BirdfeederThe birdfeeder industrial complex is raking in cash, inviting controversy, and may be changing the genetic structure of bird populations. Writing for The Smart Set, Jesse Smith pecks at the multi-billion-dollar bird-feeding industry and finds rampant consumerism, scientific data fights, and a hobby that is altering the course of life itself.
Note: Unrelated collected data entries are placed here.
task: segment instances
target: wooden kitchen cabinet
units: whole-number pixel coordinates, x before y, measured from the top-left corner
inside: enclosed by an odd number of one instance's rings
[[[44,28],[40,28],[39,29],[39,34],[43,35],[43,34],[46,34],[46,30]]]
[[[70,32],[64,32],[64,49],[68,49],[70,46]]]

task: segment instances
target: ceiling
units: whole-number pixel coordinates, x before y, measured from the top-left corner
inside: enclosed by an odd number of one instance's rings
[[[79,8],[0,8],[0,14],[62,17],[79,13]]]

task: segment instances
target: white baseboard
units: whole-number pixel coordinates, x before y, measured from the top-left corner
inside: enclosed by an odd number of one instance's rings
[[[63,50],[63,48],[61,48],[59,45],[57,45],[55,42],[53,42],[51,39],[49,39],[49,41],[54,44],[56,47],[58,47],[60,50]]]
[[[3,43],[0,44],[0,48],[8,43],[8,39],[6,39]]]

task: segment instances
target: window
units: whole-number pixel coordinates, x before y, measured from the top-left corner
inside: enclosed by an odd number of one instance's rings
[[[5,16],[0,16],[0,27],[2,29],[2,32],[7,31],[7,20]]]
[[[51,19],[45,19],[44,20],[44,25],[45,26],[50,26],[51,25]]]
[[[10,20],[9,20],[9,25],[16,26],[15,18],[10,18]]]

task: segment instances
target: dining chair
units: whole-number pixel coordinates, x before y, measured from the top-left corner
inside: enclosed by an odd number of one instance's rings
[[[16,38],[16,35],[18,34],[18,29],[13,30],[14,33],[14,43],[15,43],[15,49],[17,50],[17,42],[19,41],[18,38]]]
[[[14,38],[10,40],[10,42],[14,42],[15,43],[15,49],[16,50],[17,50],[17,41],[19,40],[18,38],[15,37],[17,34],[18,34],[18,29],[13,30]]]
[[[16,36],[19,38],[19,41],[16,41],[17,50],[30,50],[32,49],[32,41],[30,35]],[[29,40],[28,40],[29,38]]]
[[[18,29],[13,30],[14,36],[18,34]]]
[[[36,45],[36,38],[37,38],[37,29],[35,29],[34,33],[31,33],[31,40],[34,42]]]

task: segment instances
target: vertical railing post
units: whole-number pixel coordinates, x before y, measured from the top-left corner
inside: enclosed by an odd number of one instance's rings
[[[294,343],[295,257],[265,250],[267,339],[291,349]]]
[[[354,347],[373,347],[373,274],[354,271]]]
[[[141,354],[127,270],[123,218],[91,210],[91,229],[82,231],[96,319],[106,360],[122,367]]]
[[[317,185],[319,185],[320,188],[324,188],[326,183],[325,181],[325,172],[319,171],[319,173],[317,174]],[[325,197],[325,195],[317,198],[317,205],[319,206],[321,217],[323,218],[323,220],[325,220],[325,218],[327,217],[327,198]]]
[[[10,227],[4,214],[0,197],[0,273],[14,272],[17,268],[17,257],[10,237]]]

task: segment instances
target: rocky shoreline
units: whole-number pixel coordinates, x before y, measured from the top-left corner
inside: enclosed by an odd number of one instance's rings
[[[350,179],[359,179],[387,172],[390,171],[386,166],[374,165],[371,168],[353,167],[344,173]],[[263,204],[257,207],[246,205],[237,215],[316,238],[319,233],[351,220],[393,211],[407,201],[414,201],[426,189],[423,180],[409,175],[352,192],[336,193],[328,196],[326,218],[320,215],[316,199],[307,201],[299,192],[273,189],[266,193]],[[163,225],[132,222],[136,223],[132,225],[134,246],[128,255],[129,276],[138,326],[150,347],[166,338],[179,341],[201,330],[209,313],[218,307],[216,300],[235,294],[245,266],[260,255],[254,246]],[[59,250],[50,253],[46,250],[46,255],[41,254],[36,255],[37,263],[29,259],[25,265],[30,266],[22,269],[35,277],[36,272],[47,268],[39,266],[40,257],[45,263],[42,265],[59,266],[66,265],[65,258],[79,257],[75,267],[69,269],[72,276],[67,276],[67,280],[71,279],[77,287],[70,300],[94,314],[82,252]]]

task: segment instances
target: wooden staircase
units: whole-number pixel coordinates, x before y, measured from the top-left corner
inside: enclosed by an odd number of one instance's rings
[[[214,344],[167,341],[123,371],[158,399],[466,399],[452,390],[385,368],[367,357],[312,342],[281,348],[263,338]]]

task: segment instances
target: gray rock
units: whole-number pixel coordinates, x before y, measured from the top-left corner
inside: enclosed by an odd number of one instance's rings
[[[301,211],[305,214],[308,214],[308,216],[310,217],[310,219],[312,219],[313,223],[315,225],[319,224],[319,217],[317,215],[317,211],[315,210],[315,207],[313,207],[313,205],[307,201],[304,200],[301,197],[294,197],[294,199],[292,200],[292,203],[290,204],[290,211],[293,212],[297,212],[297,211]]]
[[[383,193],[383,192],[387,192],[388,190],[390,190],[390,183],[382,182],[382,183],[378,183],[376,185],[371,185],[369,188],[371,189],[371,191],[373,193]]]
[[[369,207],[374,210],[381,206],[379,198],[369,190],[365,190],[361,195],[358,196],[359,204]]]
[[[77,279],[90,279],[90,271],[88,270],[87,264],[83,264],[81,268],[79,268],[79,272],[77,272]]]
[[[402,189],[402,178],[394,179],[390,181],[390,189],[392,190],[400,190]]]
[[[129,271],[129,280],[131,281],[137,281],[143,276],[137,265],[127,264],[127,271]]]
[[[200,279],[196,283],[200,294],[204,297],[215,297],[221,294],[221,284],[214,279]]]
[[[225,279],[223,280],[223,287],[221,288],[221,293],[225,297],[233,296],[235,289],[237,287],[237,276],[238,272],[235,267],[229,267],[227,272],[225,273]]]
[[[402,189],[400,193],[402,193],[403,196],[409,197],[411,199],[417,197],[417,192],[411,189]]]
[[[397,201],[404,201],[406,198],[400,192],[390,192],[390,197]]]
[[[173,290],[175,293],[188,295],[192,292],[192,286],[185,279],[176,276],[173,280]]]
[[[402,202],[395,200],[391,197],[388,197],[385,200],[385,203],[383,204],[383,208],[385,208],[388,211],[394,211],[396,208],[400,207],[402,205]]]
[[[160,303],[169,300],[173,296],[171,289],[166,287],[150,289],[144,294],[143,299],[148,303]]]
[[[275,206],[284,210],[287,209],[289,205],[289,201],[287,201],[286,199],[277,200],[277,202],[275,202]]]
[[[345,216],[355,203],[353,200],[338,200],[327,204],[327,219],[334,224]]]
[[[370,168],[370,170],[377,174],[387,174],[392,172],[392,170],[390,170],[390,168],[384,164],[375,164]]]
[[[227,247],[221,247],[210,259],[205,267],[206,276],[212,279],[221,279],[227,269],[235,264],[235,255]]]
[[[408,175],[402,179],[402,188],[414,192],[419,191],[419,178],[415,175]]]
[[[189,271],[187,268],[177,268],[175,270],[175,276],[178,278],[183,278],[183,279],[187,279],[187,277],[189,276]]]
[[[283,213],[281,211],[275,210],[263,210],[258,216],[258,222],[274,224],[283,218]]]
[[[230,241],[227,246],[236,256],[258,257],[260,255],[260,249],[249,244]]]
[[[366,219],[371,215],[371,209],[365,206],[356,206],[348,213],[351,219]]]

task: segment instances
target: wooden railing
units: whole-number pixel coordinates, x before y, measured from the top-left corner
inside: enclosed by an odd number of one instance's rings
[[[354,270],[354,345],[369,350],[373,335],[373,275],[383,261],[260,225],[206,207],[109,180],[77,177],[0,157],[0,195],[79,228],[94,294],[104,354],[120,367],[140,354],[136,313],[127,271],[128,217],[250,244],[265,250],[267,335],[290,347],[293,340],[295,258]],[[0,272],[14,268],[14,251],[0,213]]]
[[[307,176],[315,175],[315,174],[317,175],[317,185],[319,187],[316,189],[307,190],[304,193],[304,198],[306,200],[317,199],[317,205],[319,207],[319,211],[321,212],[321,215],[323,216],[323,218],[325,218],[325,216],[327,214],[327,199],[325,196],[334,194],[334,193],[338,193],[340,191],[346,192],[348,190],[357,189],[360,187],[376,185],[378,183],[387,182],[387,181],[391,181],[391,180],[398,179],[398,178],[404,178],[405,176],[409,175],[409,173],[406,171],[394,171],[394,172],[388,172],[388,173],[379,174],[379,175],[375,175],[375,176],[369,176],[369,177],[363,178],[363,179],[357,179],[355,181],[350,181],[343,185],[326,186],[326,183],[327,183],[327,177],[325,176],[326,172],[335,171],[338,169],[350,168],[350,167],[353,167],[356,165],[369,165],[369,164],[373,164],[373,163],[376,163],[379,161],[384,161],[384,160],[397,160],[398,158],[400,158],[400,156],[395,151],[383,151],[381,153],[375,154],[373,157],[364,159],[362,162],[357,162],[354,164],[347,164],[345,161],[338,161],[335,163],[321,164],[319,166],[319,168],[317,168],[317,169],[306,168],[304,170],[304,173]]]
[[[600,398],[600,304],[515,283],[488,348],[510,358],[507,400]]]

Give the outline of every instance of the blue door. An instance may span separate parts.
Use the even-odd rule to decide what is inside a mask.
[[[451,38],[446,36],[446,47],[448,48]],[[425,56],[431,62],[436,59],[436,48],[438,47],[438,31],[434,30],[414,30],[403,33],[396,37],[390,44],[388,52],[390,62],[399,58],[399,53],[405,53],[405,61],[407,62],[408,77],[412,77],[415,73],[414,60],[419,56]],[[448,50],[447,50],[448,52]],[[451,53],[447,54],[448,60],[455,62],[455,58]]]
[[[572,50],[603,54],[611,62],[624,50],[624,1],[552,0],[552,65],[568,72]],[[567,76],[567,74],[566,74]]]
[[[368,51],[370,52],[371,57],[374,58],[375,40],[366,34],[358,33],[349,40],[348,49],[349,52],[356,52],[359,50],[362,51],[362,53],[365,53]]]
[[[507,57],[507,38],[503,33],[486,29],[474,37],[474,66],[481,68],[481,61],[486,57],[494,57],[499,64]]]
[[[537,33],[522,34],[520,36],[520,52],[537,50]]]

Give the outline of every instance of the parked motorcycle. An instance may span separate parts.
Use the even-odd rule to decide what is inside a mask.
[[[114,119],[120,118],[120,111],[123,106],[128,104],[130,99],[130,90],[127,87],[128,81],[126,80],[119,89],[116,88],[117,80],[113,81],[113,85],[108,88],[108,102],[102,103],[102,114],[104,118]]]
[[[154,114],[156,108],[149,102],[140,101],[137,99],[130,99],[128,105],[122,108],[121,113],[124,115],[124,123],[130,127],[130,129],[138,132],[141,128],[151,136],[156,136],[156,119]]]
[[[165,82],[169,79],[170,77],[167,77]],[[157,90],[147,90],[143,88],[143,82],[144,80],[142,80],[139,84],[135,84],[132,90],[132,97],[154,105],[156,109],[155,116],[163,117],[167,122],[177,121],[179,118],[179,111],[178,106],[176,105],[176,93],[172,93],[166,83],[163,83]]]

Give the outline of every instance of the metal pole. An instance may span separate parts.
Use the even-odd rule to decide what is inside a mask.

According to research cited by Smith, the predominance of bird feeders in England has shifted migratory patterns for some Central European blackcaps, causing some of the birds to stay in England for the winter and others to venture on to Spain. The different groups are already showing genetic adaptations suited to the two different climates, and could lead the birds to split into two separate species.

Source: The Smart Set 

Image by Scorpion0422, licensed under Creative Commons.

1/30/2010 4:54:41 AM

I was an official wildlife rehabilitator in upstate NY during the time that I had a small 8 acre farm outside Ithaca, NY. My specialty was small birds. People would bring me any non-raptors that they had found wounded, or chicks that had been abandoned or the parents were dead. The smaller birds seemed to bond with me very easily. At times I felt like a small time female St. Francis of Assisi. Anyway, I do not feel that an over abundance of birdfeeders in any climate or any season or any part of the world is going to upset the balence of nature in a detrimental manner. People should help the small birds wherever they are. Cities and metropolitan areas have seen a great change in the number of pigeons. What has happened? There are more raptors than ever nesting on the top of high rise bldgs. and hunting these pigeons. This creates a whole new dynamic. Life moves and flows and changes. Love the birds and feed them. They are vibrant and responsive to us.

Joy Rebello
1/28/2010 12:31:01 PM

From what I recall, the data when originally released also focused on the relatively short period of time that these changes occurred and was not really all that negative. I think this was just an observable and convenient population.

Daniel Lim_2
1/28/2010 11:39:45 AM

"The different groups are already showing genetic adaptations suited to the two different climates, and could lead the birds to split into two separate species." My question to this statement is, So what? Western culture is so ingrained with the belief that humans are outside of nature and that anything we do has to be disruptive to the "natural order" of things. We need to re-adopt the old wisdom that humans are living parts of the web of life and that we have always been interacting with the rest of life, for good or for bad. There are hundreds of other human activities that are clearly degrading the web of life. Birdfeeding is not one of them.